Of course, directions for more complex creations like, oh, I don't know, a wallbreaker, need words AND pictures


----------



## JohnnyAppleseed (Apr 8, 2009)

Johnny, love the quick how to and it is one that will again take me back to my childhood and work some more mache...and just when I've been having so much fun with latex carpet adhesive!


----------



## Philosofik (Mar 29, 2011)

I love the look of this tombstone. I'm doing a cemetery this year and this could be a fantastic addition. Thanks for the mini tutorial!


----------



## Halloween Cats (Jan 30, 2011)

Meow, 

Your know I bet you could put a small light under the chin of the top skull for a great affect. If you painted the letters in grow-in-dark paint and put a black light under the skull it would give a great eerie glow. 

An even simpler idea would be using a string of fifty Christmas lights under the edge of the arch.


----------



## Dixie (Feb 18, 2009)

I must have been knee deep in building last September and missed this post entirely. Wanted to comment not only to let you know how much I adore this stone, and totally plan to steal the idea for this years graveyard - but also to bump it so that everyone that missed it last year can check it out!! Well done HJ, that is creepy as heckfire!


----------



## Frighteners Entertainment (Jan 24, 2006)

very nice !


----------



## dionicia (Aug 4, 2007)

This is awesome.


----------



## Joiseygal (Sep 3, 2008)

Great job!
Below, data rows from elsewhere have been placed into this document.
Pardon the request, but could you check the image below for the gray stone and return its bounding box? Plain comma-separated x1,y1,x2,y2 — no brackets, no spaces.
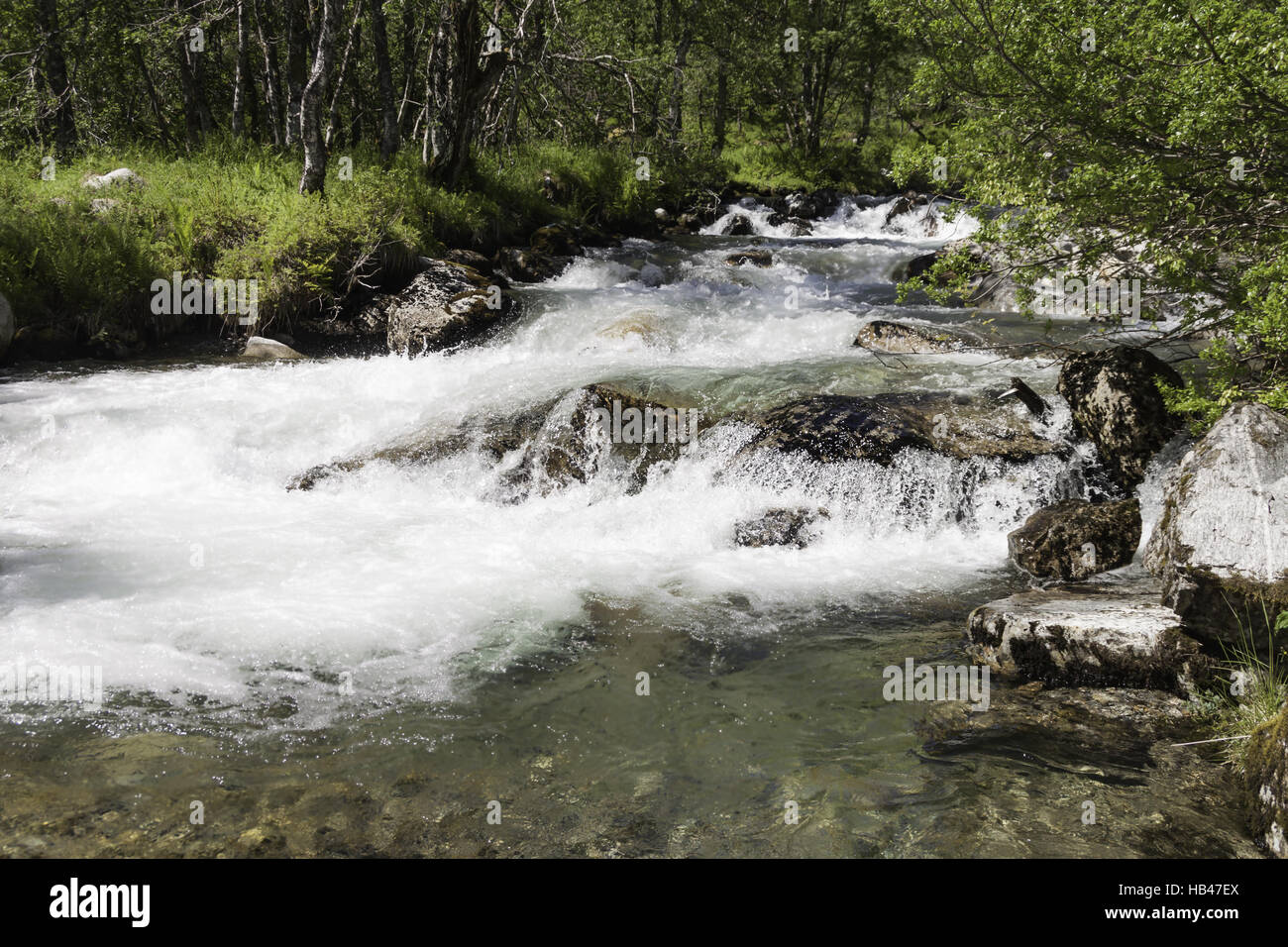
1145,403,1288,643
967,583,1211,697
241,335,306,361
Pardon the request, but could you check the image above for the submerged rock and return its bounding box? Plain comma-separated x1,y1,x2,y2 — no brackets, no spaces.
739,391,1069,467
725,250,774,266
496,246,572,282
720,214,756,237
1006,498,1141,581
386,261,519,355
0,294,14,360
1243,704,1288,858
733,506,829,549
854,320,982,355
1059,347,1181,491
967,583,1211,697
1145,403,1288,643
81,167,143,191
241,335,306,361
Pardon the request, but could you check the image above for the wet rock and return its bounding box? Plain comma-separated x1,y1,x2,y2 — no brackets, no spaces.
443,248,505,275
9,322,77,362
597,309,662,346
720,214,756,237
1145,403,1288,642
967,583,1211,697
881,191,930,227
387,261,520,355
743,394,934,466
241,335,306,361
1243,706,1288,858
725,250,774,266
81,167,143,191
765,211,814,237
528,224,581,257
1059,347,1181,489
733,506,829,549
0,294,16,361
1006,498,1141,581
854,320,980,355
497,246,572,282
738,391,1069,467
999,374,1051,420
I love how the skulls pop out!


----------



## nurseratchet (Oct 27, 2010)

I'd love to get more details on how you made your skulls. The whole thing is incredible. Thanks for your art!


----------



## Sawtooth Jack (Apr 9, 2011)

Loving this, nice work! Imagine combining this concept with the pumpkin arch from Disney Fan...something to think about for a future project.


----------



## Spooky1 (Aug 25, 2008)

How'd I miss posting on your thread? The tombstone looks great, I'd also would like to see more on how you made the skulls.


----------



## heresjohnny (Feb 15, 2006)

Thanks everyone.

The skulls are simple, saw the technique somewhere else so I did not make it up. Find a skull you want to cast (I used the cheapo glow in the dark plastic skulls from Spencers and other places for this prop) with a jaw that you can adjust to open and close. Cover with tin foil, pressing in nice and tight until it has the form you want. Cover with strip mache (about three layers) using your favorite mix. When dry cut enough so you can remove the cast from the skull, tape back together and apply another couple of layers of strip mache along the seam.


----------